Modelling rates with Poisson regression
Modelling rates with Poisson regression
A simple Poisson regression model is given by
$$ log[E(Y|X=x)] \equiv log[E(Y|x)] = \alpha + \beta x $$
where $Y$ is a random variable that follows a Poisson distribution with mean E(Y|X).
The Poisson distribution is a common probability distribution, an alternative to the normal distribution which you may be more familiar with. With the Poisson distribution, the outcomes can only be integers (i.e. 0, 1, 2, …) and can only be non-negative. Consequently the Poisson distribution is useful for modelling counts of events e.g. number of people diagnosed with a particular condition, deaths, traffic accidents etc.
By contrast, a linear regression model assumes a conditional normal distribution with possible values ranging continuously from $-\infty$ to $+\infty$ - so using this for non-negative discrete counts may produce misleading results. This is especially the case where the number of events is small as the distribution is likely to be asymmetric as it is constrained (by zero) at the lower tail.
So modelling our count variable with a conditional Poisson distribution is often appropriate. However the number of events typically depends upon the size of the population at risk of experiencing that event. For example, we would expect more diagnoses in a place with 10,000 residents compared to a place with 100 residents. To account for the different size of populations at risk, rather than modelling the count $Y$ we might want to model the rate $Y/N$ where $N$ is the total population at risk. For example, if 10 people experienced an event in a place with 500 residents, the rate would be $10/500 = 0.02$
Starting with the rate as the dependent variable and then rearranging the equation (using the rules of logarithms) so that we still have a count as our dependent variable, we arrive at the following:
$$ log[E(\frac{Y}{N}|x)] = log[\frac{E(Y|x)}{N}] = log[E(Y|x)] - log N = \alpha + \beta x $$
and
$$ log[E(Y|x)] = \alpha + \beta x + log N $$
This $log N$ term on the RHS is the natural logarithm of the population. When modelling counts in which the population at risk varies, we would include the log population in our Poisson regression model as an offset term, which is a term in the model where the regression coefficient is fixed at 1. This is because, in the above equation, there is no regression coefficient to estimate for $log N$. In R, this is specified in the glm() function using the offset argument.
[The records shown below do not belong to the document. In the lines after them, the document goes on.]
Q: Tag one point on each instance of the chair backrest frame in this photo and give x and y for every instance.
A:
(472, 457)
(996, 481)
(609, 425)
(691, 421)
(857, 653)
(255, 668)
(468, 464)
Interpreting Poisson regression coefficients as risk ratios
Poisson regression coefficients are often interpreted as risk ratios - let’s explain how.
From the equation above, we have
$$ log[E(Y|x)] = \alpha + \beta x + log N_x $$
If we define the conditional rate as $R_x = E[{Y|x}]/{N_x}$ then we can rearrange this as
$$ log(R_x) = \alpha + \beta x $$
and for a one unit increment in the explanatory variable $x$
$$ log(R_{x+1}) = \alpha + \beta (x + 1) = \alpha + \beta x + \beta $$
Subtracting these two and rearranging gives us
$$ log(R_{x+1}) - log(R_x) = \beta $$
$$ log(\frac{R_{x+1}}{R_x}) = \beta $$
$$ \frac{R_{x+1}}{R_x} = e ^ \beta $$
So the exponentiating the regression coefficient $e ^ \beta$ gives us the ratio of two rates - the ratio of the rate for $x+1$ divided by the rate for $x$. Another way of writing this is that
$$ R_{x+1} = R_x \times e ^ \beta $$
So if we compare two units of observation with explanatory variables that are different by one unit, our Poisson regression model tell us that the expected rate is multiplied by $e ^ \beta$.